Getting pregnant is not a walk in the park for every couple who dreams of becoming parents. According to the CDC, one in 8 couples (or 12 percent of married women) in the United States have trouble getting pregnant or carrying a pregnancy to term. Approximately one-third of infertility is attributed to the female partner, one-third to the male partner, and one-third is caused by a combination of problems in both partners or is unexplained. If a couple is struggling to get pregnant, the last thing they want is another component in their lives that could inhibit fertility.

Now a new study published in the journal Proceedings of the National Academy of Sciences has shocked many by concluding that one of the most common over-the-counter medications used – ibuprofen – can impact male fertility. Every day millions of people turn to ibuprofen to relieve headaches, fever symptoms, joint pain, muscle aches, and more. We are now learning that this pain reliever can have a negative impact on the testicles of young men. This current study was a follow up to previous research that explored the health effects as a result of pregnant women taking any one of three mild pain relievers: aspirin, acetaminophen, or ibuprofen. Those studies showed that when taken during pregnancy, all three medicines increased the likelihood that male babies would be born with congenital malformations of their testicles.

Therefore, these drugs are anti-androgenic, which means they disrupt male hormones. Following those studies, scientists wanted to explore if the medications would directly affect grown men. The research team recruited 31 male volunteers between the ages of 18 and 35. Fourteen of them were given a daily dose of ibuprofen: 600 milligrams twice a day, which is the maximum limit per instructions on ibuprofen bottles. The remaining 17 volunteers were given a placebo. Within 14 days, the men taking ibuprofen showed a decrease in the level of luteinizing hormones, which is a sign of dysfunctional testicles associated with infertility.

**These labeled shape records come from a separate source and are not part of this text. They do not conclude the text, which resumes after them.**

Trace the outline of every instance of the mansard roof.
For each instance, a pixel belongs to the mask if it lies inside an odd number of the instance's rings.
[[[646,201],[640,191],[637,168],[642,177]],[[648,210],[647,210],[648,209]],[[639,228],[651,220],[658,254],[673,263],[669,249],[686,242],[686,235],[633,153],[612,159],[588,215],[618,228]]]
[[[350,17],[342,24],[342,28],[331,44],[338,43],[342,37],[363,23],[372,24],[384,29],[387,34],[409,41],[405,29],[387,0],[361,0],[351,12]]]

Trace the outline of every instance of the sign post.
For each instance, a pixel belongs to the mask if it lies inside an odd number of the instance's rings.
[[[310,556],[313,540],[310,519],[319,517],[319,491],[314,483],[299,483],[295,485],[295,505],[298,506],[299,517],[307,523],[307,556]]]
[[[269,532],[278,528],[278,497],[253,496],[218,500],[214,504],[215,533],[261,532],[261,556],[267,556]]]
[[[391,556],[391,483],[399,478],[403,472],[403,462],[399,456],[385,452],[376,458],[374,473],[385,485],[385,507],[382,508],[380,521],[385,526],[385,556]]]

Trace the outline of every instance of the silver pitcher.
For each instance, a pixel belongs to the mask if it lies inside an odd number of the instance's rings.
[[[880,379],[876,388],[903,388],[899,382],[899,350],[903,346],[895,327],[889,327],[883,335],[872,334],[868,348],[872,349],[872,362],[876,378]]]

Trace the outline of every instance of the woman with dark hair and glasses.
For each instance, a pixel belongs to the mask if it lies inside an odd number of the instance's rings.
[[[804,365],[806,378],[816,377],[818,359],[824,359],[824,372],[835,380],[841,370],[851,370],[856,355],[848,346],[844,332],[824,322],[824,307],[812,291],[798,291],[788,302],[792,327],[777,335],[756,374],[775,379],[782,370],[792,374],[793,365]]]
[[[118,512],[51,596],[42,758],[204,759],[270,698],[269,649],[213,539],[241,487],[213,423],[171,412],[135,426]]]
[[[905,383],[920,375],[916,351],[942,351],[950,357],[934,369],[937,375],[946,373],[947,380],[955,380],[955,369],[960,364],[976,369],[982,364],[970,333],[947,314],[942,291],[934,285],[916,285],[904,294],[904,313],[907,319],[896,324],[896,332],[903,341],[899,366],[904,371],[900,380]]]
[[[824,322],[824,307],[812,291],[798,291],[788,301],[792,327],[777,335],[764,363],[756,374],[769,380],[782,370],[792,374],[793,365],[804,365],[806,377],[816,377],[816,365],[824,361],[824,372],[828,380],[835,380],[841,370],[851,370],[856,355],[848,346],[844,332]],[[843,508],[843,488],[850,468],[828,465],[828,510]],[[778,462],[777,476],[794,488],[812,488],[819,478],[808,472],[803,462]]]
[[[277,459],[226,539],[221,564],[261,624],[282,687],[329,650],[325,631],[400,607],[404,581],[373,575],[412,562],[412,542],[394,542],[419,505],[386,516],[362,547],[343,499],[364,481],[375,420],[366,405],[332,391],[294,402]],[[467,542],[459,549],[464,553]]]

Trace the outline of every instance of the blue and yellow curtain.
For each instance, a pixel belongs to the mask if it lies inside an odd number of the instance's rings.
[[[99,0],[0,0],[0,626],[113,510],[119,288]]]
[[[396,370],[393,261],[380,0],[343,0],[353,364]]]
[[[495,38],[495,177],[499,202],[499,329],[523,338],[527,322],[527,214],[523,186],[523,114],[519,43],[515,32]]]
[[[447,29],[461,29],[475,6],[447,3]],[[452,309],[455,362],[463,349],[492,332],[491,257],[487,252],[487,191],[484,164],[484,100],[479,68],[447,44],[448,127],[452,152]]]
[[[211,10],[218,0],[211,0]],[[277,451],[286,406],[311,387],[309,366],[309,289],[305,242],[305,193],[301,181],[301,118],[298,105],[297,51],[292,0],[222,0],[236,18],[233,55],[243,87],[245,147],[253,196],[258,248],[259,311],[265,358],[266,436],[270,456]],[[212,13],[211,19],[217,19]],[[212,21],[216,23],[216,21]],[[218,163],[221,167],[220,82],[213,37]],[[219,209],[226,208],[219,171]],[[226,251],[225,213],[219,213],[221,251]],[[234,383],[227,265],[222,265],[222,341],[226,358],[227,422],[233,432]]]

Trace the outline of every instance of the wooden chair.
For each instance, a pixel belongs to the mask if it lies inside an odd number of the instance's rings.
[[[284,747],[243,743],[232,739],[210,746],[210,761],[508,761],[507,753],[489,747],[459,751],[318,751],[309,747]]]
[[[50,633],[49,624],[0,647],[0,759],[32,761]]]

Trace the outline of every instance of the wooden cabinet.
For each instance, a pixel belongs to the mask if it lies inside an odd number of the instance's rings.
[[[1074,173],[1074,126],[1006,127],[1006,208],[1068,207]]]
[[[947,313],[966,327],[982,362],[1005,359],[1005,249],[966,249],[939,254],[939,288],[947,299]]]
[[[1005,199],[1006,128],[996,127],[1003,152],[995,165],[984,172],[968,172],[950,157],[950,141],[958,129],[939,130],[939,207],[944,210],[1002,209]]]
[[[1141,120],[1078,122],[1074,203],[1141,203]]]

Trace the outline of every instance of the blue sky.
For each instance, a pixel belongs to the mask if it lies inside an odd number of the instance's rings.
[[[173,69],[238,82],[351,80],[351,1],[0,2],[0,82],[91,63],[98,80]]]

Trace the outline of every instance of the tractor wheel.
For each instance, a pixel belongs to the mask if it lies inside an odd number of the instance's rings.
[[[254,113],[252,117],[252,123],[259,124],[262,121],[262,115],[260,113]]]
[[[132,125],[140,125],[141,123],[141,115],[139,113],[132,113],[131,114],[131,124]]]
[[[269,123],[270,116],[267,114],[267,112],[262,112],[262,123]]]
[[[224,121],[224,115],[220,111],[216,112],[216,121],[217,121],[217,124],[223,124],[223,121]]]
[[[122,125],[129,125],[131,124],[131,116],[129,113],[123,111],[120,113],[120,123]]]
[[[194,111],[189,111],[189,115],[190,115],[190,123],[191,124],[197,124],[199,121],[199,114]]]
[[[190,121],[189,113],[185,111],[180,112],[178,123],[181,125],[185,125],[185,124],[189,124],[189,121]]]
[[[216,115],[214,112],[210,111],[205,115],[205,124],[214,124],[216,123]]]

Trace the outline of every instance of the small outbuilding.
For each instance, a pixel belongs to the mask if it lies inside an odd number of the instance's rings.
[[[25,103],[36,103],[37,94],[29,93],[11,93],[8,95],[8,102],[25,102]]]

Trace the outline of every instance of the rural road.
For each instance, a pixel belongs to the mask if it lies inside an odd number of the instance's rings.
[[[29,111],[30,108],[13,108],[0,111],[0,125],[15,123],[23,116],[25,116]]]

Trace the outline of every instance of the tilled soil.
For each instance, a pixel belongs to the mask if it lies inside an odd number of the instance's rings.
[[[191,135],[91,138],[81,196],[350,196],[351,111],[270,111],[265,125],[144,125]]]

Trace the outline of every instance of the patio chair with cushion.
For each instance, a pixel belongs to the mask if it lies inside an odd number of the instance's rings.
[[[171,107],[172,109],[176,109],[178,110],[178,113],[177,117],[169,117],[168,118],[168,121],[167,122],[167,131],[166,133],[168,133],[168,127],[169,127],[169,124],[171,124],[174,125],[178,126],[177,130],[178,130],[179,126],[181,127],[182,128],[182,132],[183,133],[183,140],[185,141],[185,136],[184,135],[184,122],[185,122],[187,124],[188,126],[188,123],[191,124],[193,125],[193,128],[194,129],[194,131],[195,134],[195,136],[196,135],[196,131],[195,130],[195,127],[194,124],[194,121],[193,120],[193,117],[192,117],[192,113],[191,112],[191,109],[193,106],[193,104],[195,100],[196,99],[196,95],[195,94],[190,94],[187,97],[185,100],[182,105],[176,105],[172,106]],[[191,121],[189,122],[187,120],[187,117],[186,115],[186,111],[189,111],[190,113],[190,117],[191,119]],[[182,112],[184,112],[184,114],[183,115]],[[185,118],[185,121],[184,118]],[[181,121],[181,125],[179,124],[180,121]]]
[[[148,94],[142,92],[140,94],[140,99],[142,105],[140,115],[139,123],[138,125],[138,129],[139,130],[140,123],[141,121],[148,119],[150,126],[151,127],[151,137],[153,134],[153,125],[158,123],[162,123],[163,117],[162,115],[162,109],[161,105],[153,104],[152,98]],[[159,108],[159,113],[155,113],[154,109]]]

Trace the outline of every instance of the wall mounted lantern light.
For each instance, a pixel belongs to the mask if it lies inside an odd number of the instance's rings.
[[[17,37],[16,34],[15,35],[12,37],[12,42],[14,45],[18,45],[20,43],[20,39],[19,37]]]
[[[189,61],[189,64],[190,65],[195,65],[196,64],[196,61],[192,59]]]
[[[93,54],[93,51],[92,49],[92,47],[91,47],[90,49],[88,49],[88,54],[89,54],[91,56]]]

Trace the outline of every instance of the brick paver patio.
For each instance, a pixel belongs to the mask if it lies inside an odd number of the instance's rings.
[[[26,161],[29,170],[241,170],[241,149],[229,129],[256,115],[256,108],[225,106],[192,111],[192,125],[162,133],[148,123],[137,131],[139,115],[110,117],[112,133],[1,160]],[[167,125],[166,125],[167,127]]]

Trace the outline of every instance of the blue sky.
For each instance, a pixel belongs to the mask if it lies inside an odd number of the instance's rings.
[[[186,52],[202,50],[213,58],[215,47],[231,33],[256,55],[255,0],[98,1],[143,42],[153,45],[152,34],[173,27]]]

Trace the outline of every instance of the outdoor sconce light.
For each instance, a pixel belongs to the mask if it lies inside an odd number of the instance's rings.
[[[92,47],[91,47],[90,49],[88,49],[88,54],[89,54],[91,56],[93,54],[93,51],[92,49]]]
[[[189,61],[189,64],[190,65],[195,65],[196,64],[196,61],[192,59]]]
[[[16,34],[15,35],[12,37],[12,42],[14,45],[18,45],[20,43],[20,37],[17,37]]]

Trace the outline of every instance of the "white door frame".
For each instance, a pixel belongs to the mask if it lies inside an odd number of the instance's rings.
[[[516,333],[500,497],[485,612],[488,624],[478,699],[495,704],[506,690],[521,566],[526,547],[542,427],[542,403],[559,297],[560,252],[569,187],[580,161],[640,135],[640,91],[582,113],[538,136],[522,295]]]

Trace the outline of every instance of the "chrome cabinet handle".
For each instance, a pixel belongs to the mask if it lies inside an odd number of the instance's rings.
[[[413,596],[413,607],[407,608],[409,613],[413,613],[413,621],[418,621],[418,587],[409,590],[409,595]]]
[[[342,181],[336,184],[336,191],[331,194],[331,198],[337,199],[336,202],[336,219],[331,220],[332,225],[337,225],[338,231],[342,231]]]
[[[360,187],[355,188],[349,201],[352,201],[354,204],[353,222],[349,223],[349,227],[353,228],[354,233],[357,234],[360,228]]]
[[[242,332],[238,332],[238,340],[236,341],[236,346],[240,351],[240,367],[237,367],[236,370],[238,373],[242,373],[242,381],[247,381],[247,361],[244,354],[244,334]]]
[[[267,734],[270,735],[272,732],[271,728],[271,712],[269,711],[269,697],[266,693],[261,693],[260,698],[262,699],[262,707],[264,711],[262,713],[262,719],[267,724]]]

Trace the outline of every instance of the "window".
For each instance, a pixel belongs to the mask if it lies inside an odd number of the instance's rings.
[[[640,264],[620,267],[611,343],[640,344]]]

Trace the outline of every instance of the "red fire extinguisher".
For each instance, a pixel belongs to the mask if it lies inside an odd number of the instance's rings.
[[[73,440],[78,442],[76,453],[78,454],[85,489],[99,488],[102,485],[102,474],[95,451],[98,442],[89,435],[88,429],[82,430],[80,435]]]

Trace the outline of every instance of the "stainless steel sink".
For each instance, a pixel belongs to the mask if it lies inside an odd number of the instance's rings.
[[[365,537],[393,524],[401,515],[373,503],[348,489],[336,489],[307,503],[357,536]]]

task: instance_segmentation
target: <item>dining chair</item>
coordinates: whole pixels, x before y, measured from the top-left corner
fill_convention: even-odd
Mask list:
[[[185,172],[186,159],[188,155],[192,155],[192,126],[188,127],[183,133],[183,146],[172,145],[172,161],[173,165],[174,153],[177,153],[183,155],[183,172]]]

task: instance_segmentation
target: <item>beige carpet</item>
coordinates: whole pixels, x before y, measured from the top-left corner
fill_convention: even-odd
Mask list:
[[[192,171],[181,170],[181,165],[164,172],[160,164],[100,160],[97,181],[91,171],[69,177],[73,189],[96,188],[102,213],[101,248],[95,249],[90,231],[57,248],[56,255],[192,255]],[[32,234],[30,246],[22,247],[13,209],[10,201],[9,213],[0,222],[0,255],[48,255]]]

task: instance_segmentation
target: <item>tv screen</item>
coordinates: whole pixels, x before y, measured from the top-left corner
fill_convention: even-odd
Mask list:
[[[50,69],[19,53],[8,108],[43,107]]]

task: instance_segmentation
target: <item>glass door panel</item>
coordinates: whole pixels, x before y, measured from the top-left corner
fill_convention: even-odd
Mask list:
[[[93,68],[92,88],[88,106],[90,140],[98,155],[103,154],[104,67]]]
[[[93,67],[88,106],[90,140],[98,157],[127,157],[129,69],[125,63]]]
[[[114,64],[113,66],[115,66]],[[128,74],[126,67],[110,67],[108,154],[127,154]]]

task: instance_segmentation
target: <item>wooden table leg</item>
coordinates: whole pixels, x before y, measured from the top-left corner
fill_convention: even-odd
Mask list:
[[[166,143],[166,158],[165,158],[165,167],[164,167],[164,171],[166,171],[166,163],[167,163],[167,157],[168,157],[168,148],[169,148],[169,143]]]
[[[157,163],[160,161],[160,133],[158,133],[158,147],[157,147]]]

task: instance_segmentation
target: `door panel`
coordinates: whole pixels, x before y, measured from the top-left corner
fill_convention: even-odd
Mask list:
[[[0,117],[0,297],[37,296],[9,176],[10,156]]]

The researchers are not yet sure if the effects from the ibuprofen will be reversible over time. Although small, this study is especially important because most drugs are not evaluated for their effects on human male fertility. However, one of the scientists involved in the study told CNN that there is evidence that some medications are harmful to the male reproductive system, including testosterone, opioids, antidepressants, antipsychotics, immune modulators, and even the over-the-counter antacid cimetidine (Tagamet). Yet these adverse effects are rarely communicated to patients.

Therefore, this news about ibuprofen and infertility may bring attention to the use of certain medications and help many couples who hope to be parents someday. It is also critical because a father’s use of ibuprofen may impact his children as well.

Overall, experts recommend that men who are planning to father a child should avoid ibuprofen and the other drugs shown to influence fertility. Although this new study indicates that ibuprofen disrupts the reproductive hormones in healthy young men, it is also possible that there is an even greater negative effect in men who already experience low fertility. Finally, we will have to keep a look out for additional studies to see if taking common medications like ibuprofen can impact young boys and adolescent boys. Is it possible that taking ibuprofen for a headache at a young age can later impact that boy’s chance of becoming a dad? Every parent will certainly want to know the answer to that question.